Peptic Ulcer Disease

Peptic Ulcer Disease

What is peptic ulcer disease?

A peptic ulcer is a sore or raw area in the lining of the stomach or the upper part of the small intestine (called the duodenum). It’s most often caused by an infection with the bacteria Helicobacter pylori (H. pylori). Another common cause is long-term use of nonsteroidal anti-inflammatory drugs (NSAIDs) such as aspirin, ibuprofen, and naproxen. In rare cases, it can be caused by cancerous and noncancerous tumors.

Symptoms of peptic ulcer disease

Small ulcers may cause no symptoms. A burning pain in the stomach is the most common sign. The pain usually lasts for a few minutes to a few hours and comes and goes for several days or weeks. It usually begins between meals or during the night, and subsides after eating or taking antacids. Other symptoms include:

  • a feeling of fullness
  • difficulty drinking as much liquid as usual
  • hunger and an empty feeling in the stomach soon after eating
  • mild nausea
  • stomach pain that wakes you up at night

Less common symptoms include:

  • bloating
  • burping
  • poor appetite
  • bloody or dark stools
  • chest pain
  • fatigue
  • weight loss
  • vomiting

What causes peptic ulcer disease?

Peptic ulcers are most often caused by an infection with the bacteria Helicobacter pylori (H. pylori). Another common cause is long-term use of nonsteroidal anti-inflammatory drugs (NSAIDs) such as aspirin, ibuprofen, and naproxen. In rare cases, it can be caused by cancerous and noncancerous tumors.

How is peptic ulcer disease diagnosed?

Your doctor will discuss your symptoms. Be sure to mention any medicines you take, particularly ones such as aspirin, ibuprofen, and naproxen. He’ll also give you a physical examination. He’ll look for stomach bloating, listen to the sounds within your abdomen with a stethoscope, and tap your stomach to check for pain or tenderness.

He may prescribe medicine right away. Ulcers often feel better within a few weeks of treatment, so tests may be unnecessary.

If medicine doesn’t help, your doctor may do a test called an upper endoscopy. For this procedure, you’ll be put under sedation. The doctor will insert a thin, flexible tube down your throat. A tiny camera on the end of the tube lets the doctor examine the lining of the esophagus, stomach, and duodenum. The doctor may also take a sample of the stomach lining (a biopsy) to test for H. pylori. Blood, breath, and stool sample testing can also be used to check for H. pylori.

Can peptic ulcer disease be prevented or avoided?
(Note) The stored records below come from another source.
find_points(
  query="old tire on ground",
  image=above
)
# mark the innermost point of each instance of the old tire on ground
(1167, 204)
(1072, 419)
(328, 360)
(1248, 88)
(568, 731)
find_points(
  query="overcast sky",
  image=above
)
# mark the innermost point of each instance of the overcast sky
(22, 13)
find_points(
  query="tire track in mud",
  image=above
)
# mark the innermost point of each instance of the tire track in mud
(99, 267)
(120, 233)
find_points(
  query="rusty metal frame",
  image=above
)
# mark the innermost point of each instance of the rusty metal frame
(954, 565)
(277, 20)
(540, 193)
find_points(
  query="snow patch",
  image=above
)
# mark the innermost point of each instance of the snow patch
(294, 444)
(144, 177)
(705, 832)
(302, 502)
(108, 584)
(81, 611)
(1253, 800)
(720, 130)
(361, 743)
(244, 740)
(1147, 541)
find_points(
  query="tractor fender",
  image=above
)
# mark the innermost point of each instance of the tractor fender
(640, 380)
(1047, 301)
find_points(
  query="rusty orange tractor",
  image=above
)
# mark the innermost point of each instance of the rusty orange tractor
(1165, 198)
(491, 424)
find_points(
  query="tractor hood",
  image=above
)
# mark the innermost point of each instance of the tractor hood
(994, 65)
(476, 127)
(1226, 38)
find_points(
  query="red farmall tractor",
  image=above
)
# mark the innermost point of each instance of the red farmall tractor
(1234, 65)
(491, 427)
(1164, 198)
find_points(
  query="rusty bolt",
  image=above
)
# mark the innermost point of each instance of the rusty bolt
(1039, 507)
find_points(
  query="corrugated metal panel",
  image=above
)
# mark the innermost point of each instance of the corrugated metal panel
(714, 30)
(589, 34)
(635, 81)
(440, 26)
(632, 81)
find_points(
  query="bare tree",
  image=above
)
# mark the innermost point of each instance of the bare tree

Experts used to think that stress and eating too many spicy foods led to ulcers. We now know that’s not the case. (Although if you have an ulcer already, stress and certain foods can aggravate it.) We do know that smoking raises your risk of getting a peptic ulcer. If you smoke, speak to your doctor about how to quit. Alcohol also contributes to ulcers. Men should limit alcohol to 2 drinks a day, and women should drink no more than 1 drink a day.

Long-term use of NSAIDs may damage the lining of the stomach and raise the risk of developing a peptic ulcer. Speak to your doctor about how often you should be taking NSAIDs.

Peptic ulcer disease treatment

Several different types of medicines can help a peptic ulcer. Once your doctor determines what’s causing the ulcer, he can make a decision on the best course of action.

If H. pylori bacteria are causing the ulcer, your doctor will probably try to fight it by what’s called “triple therapy.” This is a combination of 2 antibiotics plus bismuth subsalicylate (such as Pepto-Bismol). H pylori can be stubborn, so be sure to take the entire course of medicine you’ve been prescribed.

Your doctor may also recommend other medicines to neutralize the acid and protect the lining in your stomach. These include:

  • Protein pump inhibitors, like esomeprazole (Nexium) or lansoprazole (Prevacid).
  • Histamine receptor blockers, like famotidine (Pepcid) or ranitidine (Zantac).
  • Protectants, like sucralfate (Carafate).

If using NSAIDs caused your peptic ulcer and there’s no H. pylori infection, you may need to stop or reduce the amount of NSAIDs you take and switch to another type of medicine for pain.

Living with peptic ulcer disease

Most ulcers heal within about 8 weeks. Peptic ulcers can come back, so you have to be careful to reduce your risk of the disease. If you smoke or chew tobacco, ask your doctor about how to quit. Eat a well-balanced diet, avoiding foods that cause discomfort. These can include alcohol, coffee, caffeinated soda, fatty foods, chocolate, and spicy foods. Avoid eating late at night.

Speak to your doctor about alternatives to NSAIDs. And take all medicines with plenty of water.

Questions to ask your doctor

  • What caused my ulcer?
  • What are the side effects to the medicines I’m taking?
  • How long will it take to treat my ulcer?
  • How did I get pylori?
  • Am I at risk for getting another ulcer?
  • What medicines can I take for pain?